For the Crumble Topping:
2/3 cup old fashioned oats
1/2 cup plain flour
1/2 cup soft light brown sugar
1/2 tsp salt
1/2 cup ground almonds (almond meal)
4 TBS cold butter
few drops almond extract

Drain the cherries, reserving the juice. Whisk the sugar, corn flour, plain flour and salt in a saucepan.  Whisk in 1/2 cup of the cherry juice.   Cook over medium heat, whisking constantly until the mixture boils and thickens.   Cook, stirring for a further minute.   Add the almond, butter, lemon zest and food colouring if using.  Stir in the drained cherries and set aside to cool.

Whisk the flour, salt and almonds in a bowl.  Drop in the vegetable shortening and cut it into the flour mixture using a pastry blender until the pieces are the size of small peas.   Using a fork, toss the mixture together with the water, until the flour mixture is all moistened and the mixture begins to form a ball, using only as much as you need to use.  Shape into a flat disc. 

Roll the disc out on a lightly floured surface which is large enough to line a 9 inch pie pan, leaving some overhang.   Trim it to 1 inch overhang all the way around, fold under and then crimp all around the edge as you like.  Set aside.

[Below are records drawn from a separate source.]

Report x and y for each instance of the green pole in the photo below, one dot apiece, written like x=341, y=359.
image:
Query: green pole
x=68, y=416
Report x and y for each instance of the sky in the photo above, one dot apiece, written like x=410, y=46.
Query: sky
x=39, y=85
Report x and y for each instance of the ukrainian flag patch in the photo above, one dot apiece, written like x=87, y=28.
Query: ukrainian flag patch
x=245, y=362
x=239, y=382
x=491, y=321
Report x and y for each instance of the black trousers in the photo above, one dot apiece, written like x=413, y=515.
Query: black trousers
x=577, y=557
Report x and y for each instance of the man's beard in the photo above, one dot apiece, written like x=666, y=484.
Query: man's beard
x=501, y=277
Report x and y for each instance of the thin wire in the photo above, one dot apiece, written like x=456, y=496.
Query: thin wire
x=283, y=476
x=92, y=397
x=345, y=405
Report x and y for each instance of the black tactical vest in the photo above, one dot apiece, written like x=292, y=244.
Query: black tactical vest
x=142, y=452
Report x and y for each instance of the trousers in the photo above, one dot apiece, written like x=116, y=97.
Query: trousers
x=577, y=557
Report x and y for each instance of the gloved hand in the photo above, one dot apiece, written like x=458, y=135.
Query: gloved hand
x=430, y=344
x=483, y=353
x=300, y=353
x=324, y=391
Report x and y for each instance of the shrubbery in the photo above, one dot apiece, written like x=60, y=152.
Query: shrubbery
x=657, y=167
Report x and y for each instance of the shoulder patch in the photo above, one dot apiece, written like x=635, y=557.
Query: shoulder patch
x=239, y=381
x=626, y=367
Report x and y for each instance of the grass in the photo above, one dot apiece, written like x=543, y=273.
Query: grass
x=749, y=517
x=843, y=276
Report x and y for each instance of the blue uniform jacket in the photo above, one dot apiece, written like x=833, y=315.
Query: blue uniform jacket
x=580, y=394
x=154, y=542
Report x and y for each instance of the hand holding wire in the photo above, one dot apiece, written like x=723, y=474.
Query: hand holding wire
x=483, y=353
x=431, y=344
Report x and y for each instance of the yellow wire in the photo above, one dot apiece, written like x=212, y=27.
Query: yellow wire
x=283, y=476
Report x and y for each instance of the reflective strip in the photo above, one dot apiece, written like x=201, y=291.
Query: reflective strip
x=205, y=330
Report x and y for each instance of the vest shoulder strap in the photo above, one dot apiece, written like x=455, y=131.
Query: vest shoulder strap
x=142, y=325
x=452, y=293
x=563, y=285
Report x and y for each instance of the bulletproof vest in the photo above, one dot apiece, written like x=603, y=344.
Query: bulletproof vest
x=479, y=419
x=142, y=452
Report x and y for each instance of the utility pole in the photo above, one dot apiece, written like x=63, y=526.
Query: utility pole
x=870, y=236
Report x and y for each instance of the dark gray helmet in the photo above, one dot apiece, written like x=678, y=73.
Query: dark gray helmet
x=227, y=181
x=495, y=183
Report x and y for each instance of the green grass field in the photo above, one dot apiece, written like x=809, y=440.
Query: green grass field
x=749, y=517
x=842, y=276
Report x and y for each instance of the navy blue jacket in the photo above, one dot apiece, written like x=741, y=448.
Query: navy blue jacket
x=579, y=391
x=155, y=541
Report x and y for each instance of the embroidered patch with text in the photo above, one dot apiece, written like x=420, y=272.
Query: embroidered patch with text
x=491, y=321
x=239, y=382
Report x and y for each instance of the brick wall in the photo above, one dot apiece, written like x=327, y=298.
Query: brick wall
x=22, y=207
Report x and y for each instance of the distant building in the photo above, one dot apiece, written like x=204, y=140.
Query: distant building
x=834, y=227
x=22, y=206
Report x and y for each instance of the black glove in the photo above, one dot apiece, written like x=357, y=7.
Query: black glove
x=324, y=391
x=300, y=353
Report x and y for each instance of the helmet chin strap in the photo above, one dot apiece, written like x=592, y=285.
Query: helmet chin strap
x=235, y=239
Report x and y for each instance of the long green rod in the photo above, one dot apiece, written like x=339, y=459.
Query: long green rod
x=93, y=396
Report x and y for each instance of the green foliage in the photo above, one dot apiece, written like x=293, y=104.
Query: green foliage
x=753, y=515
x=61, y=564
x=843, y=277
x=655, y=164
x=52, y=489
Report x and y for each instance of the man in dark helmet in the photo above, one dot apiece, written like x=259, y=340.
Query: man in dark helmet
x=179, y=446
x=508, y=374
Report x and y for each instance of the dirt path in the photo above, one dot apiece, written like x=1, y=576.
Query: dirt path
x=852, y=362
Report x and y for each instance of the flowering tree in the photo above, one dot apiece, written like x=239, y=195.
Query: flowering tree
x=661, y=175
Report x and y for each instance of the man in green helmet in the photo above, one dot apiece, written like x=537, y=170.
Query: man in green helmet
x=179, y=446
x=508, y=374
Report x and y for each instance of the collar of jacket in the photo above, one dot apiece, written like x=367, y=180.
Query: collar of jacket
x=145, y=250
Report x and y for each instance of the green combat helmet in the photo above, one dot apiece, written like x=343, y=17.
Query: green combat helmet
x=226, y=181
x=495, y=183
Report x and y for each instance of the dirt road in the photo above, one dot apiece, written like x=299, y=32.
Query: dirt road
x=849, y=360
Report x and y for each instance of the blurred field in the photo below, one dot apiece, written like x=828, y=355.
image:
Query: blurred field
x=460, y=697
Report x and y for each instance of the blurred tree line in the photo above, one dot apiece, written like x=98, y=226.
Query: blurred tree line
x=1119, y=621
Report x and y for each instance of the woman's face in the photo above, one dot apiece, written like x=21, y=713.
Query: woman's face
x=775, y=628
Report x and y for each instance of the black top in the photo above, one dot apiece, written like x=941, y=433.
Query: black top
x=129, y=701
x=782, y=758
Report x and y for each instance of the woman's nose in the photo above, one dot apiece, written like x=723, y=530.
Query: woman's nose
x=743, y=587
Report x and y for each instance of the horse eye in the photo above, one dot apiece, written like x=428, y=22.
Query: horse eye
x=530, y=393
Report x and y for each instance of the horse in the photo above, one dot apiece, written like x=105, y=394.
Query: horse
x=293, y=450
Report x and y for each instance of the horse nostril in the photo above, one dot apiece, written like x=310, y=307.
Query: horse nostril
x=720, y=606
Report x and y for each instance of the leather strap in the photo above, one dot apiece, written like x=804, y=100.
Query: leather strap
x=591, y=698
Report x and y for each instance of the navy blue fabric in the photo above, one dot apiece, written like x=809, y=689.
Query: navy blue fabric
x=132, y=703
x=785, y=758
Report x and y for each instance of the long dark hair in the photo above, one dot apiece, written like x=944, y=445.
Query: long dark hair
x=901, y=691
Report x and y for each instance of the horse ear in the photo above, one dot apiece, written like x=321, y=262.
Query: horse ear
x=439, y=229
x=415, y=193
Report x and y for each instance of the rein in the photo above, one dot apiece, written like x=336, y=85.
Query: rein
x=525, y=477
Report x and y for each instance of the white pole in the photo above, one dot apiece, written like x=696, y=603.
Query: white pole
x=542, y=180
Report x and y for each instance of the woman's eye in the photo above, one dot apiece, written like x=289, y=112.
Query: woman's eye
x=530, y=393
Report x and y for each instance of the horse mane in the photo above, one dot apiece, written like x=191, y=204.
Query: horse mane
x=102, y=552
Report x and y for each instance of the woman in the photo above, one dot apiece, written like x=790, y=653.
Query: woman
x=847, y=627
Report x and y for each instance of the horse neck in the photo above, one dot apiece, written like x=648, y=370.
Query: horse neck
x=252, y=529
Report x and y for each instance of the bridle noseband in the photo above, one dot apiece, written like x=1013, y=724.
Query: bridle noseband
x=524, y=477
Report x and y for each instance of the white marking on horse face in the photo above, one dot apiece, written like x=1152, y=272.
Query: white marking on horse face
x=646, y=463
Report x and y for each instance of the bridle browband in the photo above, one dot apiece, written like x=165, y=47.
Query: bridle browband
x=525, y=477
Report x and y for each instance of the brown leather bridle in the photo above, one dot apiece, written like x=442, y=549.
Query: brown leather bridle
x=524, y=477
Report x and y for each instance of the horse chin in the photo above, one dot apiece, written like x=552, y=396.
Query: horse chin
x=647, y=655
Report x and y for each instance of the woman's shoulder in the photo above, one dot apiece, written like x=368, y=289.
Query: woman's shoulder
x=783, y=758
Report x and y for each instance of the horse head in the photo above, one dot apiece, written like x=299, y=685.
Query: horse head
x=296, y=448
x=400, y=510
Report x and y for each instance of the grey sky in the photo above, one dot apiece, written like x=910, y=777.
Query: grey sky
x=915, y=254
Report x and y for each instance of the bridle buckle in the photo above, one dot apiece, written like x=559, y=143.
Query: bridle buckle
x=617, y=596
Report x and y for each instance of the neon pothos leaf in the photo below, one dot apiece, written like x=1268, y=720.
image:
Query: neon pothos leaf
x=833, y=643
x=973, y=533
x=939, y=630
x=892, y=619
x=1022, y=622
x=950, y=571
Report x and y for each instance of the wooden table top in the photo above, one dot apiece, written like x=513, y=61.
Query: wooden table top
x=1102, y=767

Preheat the oven to 190*C/375*F/ gas mark 5.   Line a rimmed cookie sheet with foil.

Measure the oats, flour, sugar, salt and almonds into a bowl for the topping.  Drop in the butter.  Rub it into the flour mixture until the mixture begins to clump, adding a few drops of almond extract.  You will have more than you need for this recipe, but it can be frozen for later use in a tightly covered container.

Using a slotted spoon, scoop out the cherries from the saucepan into the prepared pie crust.  Pour over only as much of the liquid as you need.  You should just barely see it through the cherries.   Sprinkle as much oat topping as desired over the top.  Place onto the lined baking sheet.

Bake for 50 to 60 minutes, until the crust is golden brown and crisp on the bottom and the crumble is crisp on top and the juices are bubbling through.   Allow to cool completely before serving.  Cut into wedges to serve.